- Film's poster
- Written by: Maya Nemoto
- Screenplay by: Jun Miura
- Directed by: Kiyotaka Taguchi
- Starring: Kanji Tsuda; Mark Chinnery; Mina Fujii; Kazuhiro Yoshida;
- Music by: Akira Ifukube (stock)
- Country of origin: Japan
- Original language: Japanese

Production
- Producers: Takuyuki Matsuno Shinji Higuchi
- Cinematography: Satoshi Murakawa
- Editor: Atsuki Sato
- Running time: 20 minutes
- Production company: NHK Productions

Original release
- Release: February 24, 2009

= Geharha: The Dark and Long Haired Monster =

2009 Television film directed by Kiyotaka Taguchi

Geharha: The Dark and Long Haired Monster (長髪大怪獣ゲハラ, Chōhatsu Daikaijū Gehara) is a 2009 Japanese made-for-television short kaiju film directed by Kiyotaka Taguchi. The film stars Kanji Tsuda, Mark Chinnery, Mina Fujii and Kazuhiro Yoshida as Geharha.

==Plot==
A gigantic, hairy monster attacks a fishing boat at sea. Dr Murakami suspects that the only survivor of the assault, who has lost all his hair, may be a Keukegen spectre, a shaggy supernatural creature based on Japanese folklore. Hideo Akihara discovers several worshippers and learns that an ancient seal containing the monster has been broken after hearing the announcement at a forest shrine dedicated to the Keukegen Geharha.

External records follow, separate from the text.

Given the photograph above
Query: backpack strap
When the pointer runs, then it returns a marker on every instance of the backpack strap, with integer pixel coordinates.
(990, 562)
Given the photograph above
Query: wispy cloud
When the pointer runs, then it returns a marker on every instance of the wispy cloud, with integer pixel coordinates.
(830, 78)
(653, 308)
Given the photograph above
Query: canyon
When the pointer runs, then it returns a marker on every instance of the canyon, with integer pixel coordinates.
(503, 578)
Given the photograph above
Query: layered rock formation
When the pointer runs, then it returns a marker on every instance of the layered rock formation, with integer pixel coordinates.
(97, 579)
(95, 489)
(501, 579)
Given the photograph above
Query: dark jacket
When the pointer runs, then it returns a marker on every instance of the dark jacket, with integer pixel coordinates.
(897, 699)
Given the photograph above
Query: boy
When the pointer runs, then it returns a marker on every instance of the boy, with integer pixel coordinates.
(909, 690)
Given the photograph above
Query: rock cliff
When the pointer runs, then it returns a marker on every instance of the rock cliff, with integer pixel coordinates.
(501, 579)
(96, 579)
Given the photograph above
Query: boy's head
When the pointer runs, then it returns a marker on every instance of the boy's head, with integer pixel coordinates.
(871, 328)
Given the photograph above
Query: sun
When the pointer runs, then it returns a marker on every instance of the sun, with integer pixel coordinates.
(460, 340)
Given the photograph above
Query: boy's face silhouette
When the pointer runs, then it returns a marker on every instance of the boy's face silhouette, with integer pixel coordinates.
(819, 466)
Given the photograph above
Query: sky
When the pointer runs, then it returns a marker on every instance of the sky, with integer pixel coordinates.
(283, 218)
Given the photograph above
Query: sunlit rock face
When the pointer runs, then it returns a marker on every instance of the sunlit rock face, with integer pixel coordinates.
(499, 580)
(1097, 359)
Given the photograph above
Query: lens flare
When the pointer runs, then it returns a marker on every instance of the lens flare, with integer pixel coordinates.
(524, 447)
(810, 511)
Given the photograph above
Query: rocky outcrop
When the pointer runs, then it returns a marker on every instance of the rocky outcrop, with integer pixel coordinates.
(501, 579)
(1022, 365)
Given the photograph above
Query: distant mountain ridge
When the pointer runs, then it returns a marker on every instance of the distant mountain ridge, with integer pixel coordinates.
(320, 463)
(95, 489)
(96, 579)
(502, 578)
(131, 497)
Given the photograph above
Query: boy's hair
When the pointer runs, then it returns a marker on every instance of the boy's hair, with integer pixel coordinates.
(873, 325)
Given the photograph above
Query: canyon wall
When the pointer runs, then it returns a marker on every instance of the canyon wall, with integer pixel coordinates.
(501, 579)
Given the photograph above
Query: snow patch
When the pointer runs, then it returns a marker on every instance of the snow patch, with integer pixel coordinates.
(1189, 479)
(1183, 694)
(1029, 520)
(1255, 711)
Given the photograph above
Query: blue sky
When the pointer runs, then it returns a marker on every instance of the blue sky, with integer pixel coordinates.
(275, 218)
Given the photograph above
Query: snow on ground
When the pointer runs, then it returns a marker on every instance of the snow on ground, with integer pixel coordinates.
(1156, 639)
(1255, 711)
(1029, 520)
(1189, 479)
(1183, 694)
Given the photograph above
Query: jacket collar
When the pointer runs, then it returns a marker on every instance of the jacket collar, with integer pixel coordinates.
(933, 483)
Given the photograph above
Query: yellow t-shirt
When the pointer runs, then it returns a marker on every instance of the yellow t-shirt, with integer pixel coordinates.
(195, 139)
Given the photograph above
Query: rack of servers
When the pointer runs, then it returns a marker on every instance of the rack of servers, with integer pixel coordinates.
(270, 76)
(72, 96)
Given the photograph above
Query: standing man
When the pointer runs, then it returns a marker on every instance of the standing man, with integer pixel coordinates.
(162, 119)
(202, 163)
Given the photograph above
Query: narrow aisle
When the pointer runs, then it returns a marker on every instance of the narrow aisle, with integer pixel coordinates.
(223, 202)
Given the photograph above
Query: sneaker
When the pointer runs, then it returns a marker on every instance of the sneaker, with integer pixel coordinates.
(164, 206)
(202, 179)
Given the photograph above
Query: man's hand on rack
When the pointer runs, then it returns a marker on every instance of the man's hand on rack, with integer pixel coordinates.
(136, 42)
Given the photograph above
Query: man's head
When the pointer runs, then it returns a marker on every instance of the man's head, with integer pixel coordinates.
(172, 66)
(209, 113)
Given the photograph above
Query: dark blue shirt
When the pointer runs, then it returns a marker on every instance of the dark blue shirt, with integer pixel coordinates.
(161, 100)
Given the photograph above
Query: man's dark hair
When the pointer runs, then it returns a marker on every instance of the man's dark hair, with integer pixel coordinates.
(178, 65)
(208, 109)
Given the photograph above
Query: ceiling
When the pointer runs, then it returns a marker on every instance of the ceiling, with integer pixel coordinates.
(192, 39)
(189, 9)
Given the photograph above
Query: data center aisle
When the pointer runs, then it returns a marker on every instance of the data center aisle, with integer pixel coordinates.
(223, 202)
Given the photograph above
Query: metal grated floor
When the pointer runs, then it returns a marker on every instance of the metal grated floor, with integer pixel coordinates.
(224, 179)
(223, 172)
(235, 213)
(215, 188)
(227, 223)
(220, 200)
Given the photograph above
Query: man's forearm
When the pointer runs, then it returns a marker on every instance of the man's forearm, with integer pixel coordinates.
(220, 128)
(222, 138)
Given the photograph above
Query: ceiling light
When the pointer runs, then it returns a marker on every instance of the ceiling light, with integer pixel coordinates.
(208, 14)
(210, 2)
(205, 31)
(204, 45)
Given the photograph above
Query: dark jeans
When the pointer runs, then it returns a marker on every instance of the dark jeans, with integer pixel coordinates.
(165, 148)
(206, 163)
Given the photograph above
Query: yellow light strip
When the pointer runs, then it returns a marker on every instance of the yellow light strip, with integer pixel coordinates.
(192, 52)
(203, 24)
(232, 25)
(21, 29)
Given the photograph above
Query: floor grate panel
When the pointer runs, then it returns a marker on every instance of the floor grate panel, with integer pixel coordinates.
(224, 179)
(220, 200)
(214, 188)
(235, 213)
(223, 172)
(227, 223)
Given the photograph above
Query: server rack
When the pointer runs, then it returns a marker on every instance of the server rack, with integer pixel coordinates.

While Hideo continues his investigation, Geharha strikes a number of locations in Ishikawa Prefecture, gradually closing in on Kanazawa, the capital. While the Japanese Self Defense Force moves into the city to confront the monster, civilians are evacuated. Geharha's long hair cushions the blows of the armed forces when they attack with tanks and guns. The few wounds that the creature does receive emit a noxious gas that quickly overwhelms the military, forcing the JSDF commander to call for a retreat. A foreign consultant offers a new superweapon to use against Geharha... the Gas Vortical Device "Fujin".

==Cast==

- Kanji Tsuda as Fisherman Kubo
- Jiji-Boo as Doctor
- Kazuhiro Yoshida as Geharha
- Ken Osawa as Hideo Hagiwara
- Mina Fujii as Momoko Hagiwara
- Mark Chinery as Dr. Anderson
- Wakana Matsumoto as Signalman
- Keisaku Kimura as Signalman
- Mitsuko Oka as Tsuruko Hagiwara
- Shiro Sano as Dr. Murakami
- Tomorowo Taguchi as Shinto priest
- Kanji Tsuda as Fisherman Kubo
- Hiroyuki Watanabe as JSDF commander
- Pierre Taki as Tank Corps captain
- Terry Ito as Alien
- Akane Oshawa
- Yuri Morishita
- Yukihide Benny

==Home media==
On September 30, 2009, King Records released the director's cut on DVD and Blu-ray in Japan.